Мей, прожевывая странную смесь, обернулся на стук входной двери и помахал рукой мичману Казанскому, входящему с таким же точно букетом бело-красных гвоздик.

- Колн-Коли-Николяиньки, сладенькое невесте везете,- сказал он и повернулся к продавщице.- Коробку марципанов, пожалуйста, и потом большую шоколада. Когда женимся, Коленька?

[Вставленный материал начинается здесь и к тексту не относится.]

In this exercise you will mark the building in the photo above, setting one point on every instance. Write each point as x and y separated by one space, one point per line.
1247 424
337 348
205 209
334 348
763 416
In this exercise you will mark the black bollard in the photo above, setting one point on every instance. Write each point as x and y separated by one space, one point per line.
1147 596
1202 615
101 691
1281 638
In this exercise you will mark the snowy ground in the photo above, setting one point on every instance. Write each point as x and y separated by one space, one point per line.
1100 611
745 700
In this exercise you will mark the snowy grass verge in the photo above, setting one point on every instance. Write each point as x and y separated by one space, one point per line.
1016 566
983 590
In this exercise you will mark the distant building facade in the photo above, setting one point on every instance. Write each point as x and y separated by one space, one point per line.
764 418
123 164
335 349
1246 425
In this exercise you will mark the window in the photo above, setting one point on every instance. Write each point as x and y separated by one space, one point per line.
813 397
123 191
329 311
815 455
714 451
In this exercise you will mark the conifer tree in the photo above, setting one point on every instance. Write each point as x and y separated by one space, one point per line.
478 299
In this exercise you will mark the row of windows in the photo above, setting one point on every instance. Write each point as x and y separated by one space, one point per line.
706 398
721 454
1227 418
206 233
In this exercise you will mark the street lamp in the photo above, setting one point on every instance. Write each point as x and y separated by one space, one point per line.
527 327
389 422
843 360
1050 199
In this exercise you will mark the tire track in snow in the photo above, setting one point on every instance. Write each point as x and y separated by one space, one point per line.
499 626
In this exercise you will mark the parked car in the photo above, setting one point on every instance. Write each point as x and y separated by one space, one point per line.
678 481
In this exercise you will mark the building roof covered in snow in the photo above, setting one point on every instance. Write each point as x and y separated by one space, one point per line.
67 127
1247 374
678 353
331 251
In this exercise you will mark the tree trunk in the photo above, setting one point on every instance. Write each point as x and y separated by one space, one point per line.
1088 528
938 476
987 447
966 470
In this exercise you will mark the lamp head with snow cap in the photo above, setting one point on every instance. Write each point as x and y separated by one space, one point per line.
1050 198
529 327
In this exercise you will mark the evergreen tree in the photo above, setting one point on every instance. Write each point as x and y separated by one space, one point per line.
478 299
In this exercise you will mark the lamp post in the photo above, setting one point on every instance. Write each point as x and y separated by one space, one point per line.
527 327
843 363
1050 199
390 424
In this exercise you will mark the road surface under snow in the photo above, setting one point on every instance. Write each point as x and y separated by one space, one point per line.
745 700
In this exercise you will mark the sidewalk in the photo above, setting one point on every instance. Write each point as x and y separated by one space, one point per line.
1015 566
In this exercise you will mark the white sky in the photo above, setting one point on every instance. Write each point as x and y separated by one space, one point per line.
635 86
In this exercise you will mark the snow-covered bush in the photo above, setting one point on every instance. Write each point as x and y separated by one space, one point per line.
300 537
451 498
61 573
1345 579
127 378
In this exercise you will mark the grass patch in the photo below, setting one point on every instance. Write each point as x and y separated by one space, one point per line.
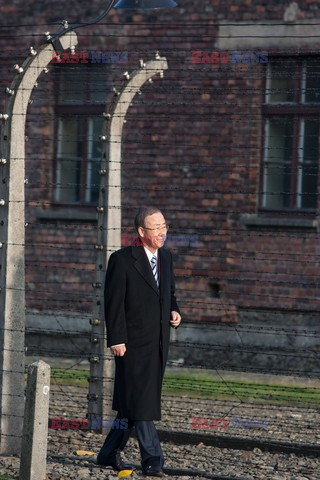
254 392
205 387
72 377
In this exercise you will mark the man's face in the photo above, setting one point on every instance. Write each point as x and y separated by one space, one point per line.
154 232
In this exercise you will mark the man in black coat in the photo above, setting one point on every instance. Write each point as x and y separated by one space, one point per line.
140 307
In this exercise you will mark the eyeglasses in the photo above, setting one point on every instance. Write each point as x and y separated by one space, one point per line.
162 228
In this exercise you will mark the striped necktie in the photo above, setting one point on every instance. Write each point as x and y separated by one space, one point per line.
154 269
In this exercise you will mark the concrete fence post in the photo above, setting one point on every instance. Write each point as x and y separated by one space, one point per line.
35 425
109 232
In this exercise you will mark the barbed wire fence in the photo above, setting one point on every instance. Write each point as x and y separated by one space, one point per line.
237 284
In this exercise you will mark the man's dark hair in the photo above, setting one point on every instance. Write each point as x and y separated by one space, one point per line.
144 212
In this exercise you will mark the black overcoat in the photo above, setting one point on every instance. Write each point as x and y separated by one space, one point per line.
138 315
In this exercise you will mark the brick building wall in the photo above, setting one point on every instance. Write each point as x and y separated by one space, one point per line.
192 145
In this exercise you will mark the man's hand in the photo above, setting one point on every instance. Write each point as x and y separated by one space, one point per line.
118 351
175 319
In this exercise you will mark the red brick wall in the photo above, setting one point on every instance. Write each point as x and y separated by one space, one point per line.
195 138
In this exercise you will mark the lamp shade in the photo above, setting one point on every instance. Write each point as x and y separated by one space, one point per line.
145 4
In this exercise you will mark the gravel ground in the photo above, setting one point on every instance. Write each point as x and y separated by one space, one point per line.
297 425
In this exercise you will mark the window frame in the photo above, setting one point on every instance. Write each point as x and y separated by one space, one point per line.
298 111
64 110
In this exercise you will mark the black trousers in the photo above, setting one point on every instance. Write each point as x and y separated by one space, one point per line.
149 443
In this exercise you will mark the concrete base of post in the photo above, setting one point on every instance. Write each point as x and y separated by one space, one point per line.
35 426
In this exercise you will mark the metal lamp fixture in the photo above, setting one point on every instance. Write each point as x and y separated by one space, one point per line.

- В воскресенье,- ответил Казанский счастливо. Он тоже купил коробку марципанов, отобрав позабавнее. Катюша Ландр обожала марципаны от Штуде. Она совсем еще ребенок, она хохочет над съедобными пепельницами, над селедками, имеющими вкус апельсина, и откусывает белыми зубками ноги собачкам поочередно. Мичман Казанский тоже попросил большую коробку шоколада. Продавщица ушла в конец магазина. В длинную коробку, где лежали коричневые и желтые столбики, ромбики, шарики с цукатами, фисташками и ликером внутри, ее опытная рука добавляла крепкие кирпичики сухого, почти горького темного шоколада. Их сухость и трезвая горечь нейтрализует сладость светлого миньона и мягкого пралине: одного сладкого много не съешь.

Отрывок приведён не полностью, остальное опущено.